[ZWeb] NZO pre-alpha Announcement and Call for volunteers

Jeffrey P Shell jeffrey@cuemedia.com
Sat, 15 Feb 2003 15:05:12 -0700

On Saturday, February 15, 2003, at 11:08  AM, Erik Lange wrote:

> At 06:20 PM 2/15/03, Sidnei da Silva wrote:
>> Another thing: We are using a Plone-based site. I already did some
>> work on CSS starting from the what Limi did on
>> http://limi.net:8080/nzo so it doesnt look too much like Plone. I
>> would like to hear only suggestions and no 'I hate Plone' emails. No
>> rant should come without a volunteering to fix the issue!
> I don't hate Plone :-)
> But:
> CMF Default != CMF, it's one of many possible CMF implementation, but 
> nevertheless, it's the one people gets when they download CMF (Core 
> and Default).
> Plone != CMF
> NZO should = CMF (whatever that is).
> I find it odd to use a product that has chosen a different path for 
> implementing CMF, and that such a product should be promoted by NZO.

But CMF == Zope.org.  :)  That's what it is.  If it weren't for the 
current Zope.org, the PTK venture wouldn't have been launched, which 
became CMF.  It all stemmed from a "Zope.org in a box" concept.

Plone is CMF.  ZopeZen is CMF.  bridgerlandliteracy.org is CMF (and 
doesn't look like it at ALL, I'm proud to say.  Now if only it had some 
content...).  More than that - they're all Zope.

What would have been odd is if NZO had been implemented with SkunkWeb, 
Webware, or even more bizarre - PostNuke.
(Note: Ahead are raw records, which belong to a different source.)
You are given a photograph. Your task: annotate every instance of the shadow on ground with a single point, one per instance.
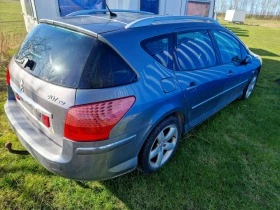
(263, 52)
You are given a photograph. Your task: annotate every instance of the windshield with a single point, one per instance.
(55, 54)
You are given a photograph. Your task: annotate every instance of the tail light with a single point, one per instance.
(45, 120)
(8, 78)
(94, 122)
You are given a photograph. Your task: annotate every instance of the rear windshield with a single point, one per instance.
(57, 55)
(71, 59)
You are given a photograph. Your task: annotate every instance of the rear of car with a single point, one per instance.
(96, 100)
(64, 100)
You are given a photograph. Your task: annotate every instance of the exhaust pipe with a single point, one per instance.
(8, 147)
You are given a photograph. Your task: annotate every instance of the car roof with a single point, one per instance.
(98, 22)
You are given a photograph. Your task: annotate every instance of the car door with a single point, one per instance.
(198, 75)
(230, 53)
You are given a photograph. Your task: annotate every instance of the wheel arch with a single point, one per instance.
(157, 118)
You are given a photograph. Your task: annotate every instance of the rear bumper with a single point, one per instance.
(76, 160)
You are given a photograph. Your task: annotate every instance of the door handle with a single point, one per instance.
(192, 86)
(230, 73)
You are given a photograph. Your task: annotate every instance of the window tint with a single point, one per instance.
(160, 48)
(105, 68)
(57, 55)
(229, 47)
(194, 50)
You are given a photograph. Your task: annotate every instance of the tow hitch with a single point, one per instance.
(8, 147)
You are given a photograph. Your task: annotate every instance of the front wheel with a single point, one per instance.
(250, 87)
(160, 145)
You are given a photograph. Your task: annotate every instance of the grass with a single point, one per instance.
(231, 161)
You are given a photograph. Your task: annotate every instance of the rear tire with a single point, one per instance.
(160, 145)
(250, 87)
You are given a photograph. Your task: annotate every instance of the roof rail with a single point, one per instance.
(96, 11)
(164, 19)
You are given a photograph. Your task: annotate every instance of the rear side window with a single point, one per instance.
(160, 48)
(105, 68)
(194, 50)
(229, 47)
(58, 55)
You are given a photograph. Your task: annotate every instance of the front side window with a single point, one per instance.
(160, 48)
(228, 46)
(194, 50)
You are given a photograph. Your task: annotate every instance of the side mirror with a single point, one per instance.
(247, 60)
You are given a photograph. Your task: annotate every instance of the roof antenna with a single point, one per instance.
(111, 13)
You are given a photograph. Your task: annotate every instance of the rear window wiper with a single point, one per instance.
(26, 62)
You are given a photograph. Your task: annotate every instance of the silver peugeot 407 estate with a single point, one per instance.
(92, 96)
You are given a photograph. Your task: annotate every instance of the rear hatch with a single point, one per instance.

So I don't understand how you can say that Plone has chosen a different 
path for implementing CMF.  It manages content, right?  It uses CMFCore 
and CMFDefault (for better or worse), right?  It's *exactly* the CMF.  
Just more of it (again - for better or for worse).  CMF's style of 
content management is not a content management panacea - it's rather 
focused (and again - for better or for worse) on community/group 
managed sites.  Which happens to be what Zope.org is.  And Zope.org is 
that way because Zope Corporation believed in giving the community a 
place to not only use Zope, but to contribute to the usefulness of the 
site by adding their own content (news, tips, how-to's) and to the 
usefulness of Zope itself by uploading new Products.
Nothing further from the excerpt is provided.